For years, North Korean hospitals had been using herbal remedies in combination with Western medicine. Instead of painkillers, the doctors used cupping, a technique in which a suction cup is applied to stimulate circulation to parts of the body. Another technique borrowed from the Chinese involved lighting sticks of mug-wort next to the afflicted area. With anesthesia in short supply, acupuncture would be used for simpler surgeries, such as appendectomies.
“When it works, it works very well,” Dr. Kim told me years later. And when it didn’t? Patients would be strapped to the operating table to prevent them from flailing about. For the most part, North Koreans were stoical about enduring pain during medical treatment. “They weren’t like South Koreans, who scream and holler about the slightest little thing,” Dr. Kim said.
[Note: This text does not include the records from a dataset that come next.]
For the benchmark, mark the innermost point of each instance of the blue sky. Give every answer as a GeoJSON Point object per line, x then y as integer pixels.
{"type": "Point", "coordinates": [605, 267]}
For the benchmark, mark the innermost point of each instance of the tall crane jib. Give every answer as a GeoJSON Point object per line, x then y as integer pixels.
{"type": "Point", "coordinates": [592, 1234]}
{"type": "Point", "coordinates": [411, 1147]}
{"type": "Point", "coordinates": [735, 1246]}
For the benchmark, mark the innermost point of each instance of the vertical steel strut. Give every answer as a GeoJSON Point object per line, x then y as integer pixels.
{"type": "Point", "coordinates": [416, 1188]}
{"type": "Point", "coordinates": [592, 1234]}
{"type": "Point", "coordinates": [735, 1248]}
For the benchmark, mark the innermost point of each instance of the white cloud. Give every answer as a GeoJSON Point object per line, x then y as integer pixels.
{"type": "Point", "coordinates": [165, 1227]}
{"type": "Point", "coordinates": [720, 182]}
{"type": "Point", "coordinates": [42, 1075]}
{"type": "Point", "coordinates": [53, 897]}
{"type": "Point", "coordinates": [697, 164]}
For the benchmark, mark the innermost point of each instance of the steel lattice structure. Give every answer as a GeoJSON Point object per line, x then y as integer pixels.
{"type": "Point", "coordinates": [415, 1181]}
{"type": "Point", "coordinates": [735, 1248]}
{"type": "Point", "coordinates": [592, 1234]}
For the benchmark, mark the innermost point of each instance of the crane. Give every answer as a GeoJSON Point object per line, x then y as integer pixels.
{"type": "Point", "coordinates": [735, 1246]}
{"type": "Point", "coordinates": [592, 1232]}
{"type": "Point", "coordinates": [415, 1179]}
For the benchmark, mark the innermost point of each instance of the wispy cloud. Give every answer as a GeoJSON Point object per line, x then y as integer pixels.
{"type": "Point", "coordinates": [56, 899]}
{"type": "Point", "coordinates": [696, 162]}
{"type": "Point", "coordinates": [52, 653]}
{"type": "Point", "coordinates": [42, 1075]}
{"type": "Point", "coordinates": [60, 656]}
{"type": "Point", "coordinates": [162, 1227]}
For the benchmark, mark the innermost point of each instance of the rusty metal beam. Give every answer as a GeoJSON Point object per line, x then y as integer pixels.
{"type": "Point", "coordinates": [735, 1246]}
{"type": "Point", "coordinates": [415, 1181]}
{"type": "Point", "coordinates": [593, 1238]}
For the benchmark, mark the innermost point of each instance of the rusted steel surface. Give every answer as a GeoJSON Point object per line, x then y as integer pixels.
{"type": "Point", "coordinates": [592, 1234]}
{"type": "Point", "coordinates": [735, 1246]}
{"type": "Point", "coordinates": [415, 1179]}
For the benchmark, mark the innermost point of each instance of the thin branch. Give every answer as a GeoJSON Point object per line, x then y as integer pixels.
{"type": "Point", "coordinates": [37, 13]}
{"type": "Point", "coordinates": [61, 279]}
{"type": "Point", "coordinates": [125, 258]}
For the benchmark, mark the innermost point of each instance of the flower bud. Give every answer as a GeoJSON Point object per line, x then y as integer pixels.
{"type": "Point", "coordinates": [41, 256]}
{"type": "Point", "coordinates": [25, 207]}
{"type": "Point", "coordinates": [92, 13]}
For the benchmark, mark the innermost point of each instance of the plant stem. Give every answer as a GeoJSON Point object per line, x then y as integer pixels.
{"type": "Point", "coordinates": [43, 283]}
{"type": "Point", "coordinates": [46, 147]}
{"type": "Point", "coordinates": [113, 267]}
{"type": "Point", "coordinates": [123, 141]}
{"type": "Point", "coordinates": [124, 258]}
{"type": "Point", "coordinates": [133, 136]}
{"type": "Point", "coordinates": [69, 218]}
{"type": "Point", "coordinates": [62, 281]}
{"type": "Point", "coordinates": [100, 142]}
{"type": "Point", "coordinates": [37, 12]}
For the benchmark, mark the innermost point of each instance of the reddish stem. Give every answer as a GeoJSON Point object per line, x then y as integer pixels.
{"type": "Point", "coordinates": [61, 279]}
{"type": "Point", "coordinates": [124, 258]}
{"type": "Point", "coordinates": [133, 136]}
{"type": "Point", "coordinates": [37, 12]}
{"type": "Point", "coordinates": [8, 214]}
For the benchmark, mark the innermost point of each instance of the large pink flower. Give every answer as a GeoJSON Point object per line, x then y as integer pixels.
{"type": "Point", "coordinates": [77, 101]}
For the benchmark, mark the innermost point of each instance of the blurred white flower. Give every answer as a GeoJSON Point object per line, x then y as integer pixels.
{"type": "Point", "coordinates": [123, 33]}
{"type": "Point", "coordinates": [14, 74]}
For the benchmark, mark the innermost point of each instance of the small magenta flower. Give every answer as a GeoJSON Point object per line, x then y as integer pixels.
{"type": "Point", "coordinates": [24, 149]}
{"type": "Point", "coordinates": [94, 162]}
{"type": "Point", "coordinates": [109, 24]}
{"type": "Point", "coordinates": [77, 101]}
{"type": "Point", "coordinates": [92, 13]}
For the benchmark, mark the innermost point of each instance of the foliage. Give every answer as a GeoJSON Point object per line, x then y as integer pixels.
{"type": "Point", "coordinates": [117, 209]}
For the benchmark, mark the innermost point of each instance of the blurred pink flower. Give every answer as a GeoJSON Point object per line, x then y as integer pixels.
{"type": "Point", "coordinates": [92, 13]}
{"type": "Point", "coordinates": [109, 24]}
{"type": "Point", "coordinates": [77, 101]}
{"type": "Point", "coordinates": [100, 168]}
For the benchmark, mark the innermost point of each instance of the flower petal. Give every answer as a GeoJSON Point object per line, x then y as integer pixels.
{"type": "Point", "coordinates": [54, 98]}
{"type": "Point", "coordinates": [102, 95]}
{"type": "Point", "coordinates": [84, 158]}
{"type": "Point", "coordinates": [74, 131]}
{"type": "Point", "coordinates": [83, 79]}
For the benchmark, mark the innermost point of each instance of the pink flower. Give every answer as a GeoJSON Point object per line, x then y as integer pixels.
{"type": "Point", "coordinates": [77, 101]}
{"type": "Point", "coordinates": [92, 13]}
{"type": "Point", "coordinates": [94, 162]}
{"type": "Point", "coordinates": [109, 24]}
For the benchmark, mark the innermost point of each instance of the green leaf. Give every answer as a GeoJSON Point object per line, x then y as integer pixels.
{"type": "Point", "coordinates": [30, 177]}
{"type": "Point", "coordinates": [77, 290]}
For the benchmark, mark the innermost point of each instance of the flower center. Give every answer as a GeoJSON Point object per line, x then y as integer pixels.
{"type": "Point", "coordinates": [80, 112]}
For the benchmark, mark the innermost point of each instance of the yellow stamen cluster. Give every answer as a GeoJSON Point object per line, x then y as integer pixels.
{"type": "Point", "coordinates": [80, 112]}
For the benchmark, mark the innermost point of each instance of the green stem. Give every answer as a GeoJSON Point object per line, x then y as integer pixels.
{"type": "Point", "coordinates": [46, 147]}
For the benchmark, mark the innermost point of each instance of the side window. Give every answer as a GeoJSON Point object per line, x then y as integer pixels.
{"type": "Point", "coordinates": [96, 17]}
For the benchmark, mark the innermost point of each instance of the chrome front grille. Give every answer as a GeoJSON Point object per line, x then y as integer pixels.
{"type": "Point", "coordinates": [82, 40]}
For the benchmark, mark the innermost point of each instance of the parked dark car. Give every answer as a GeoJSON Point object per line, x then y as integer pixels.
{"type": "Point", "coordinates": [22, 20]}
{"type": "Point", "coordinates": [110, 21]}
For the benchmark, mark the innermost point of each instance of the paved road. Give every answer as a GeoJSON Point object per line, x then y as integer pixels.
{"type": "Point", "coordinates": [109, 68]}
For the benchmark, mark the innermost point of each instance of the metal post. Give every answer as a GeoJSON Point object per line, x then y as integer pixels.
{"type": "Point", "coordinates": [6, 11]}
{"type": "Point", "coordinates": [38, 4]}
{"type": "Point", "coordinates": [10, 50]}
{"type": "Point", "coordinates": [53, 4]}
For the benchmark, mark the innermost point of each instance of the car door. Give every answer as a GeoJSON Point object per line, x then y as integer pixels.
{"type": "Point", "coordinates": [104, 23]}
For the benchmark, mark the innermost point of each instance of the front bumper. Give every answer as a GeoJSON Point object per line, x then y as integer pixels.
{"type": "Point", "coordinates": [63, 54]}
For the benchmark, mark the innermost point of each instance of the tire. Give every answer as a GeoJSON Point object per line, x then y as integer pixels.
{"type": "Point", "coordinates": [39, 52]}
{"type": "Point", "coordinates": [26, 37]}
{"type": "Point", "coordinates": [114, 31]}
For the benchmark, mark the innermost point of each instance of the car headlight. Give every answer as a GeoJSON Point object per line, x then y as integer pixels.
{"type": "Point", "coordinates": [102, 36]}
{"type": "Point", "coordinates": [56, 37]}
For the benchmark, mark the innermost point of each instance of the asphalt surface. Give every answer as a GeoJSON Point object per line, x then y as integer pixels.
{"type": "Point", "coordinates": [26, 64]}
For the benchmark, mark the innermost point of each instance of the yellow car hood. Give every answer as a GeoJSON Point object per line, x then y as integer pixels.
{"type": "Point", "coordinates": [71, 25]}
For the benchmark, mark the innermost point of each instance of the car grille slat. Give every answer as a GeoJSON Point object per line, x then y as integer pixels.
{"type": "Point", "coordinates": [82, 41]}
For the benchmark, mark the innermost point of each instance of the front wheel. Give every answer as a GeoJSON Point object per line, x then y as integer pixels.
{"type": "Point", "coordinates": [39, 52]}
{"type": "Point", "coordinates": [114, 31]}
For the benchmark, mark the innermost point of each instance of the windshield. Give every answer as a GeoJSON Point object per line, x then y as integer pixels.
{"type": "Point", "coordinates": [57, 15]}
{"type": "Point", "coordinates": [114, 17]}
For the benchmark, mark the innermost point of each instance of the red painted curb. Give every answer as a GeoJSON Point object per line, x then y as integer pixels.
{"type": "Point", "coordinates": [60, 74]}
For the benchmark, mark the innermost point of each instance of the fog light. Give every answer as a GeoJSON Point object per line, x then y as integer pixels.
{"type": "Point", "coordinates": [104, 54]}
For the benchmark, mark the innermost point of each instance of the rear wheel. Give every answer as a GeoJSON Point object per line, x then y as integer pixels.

For all its shortcomings, North Korea’s public health system provided the public with better care than they’d had in pre-Communist times. The right to “universal free medical service … to improve working people’s health” was in fact written into the North Korean constitution. Dr. Kim was proud to be a part of the health-care system and gratified by the service she provided her patients. But by the early 1990s, the deficiencies in the system became more pronounced. Much of the medical equipment was obsolete and broken down, with spare parts impossible to obtain since the factories in the Communist-bloc countries where they were manufactured were by now privatized. The pharmaceutical factory in Chongjin curtailed its production due to a lack of supplies and electricity. There was little money to import pharmaceuticals from abroad. The bag that Dr. Kim carried on her rounds had gotten progressively lighter until she had nothing inside but her stethoscope. All she could do for patients was write prescriptions and hope that they had a connection in China or Japan, or a stash of money to buy the drugs on the black market.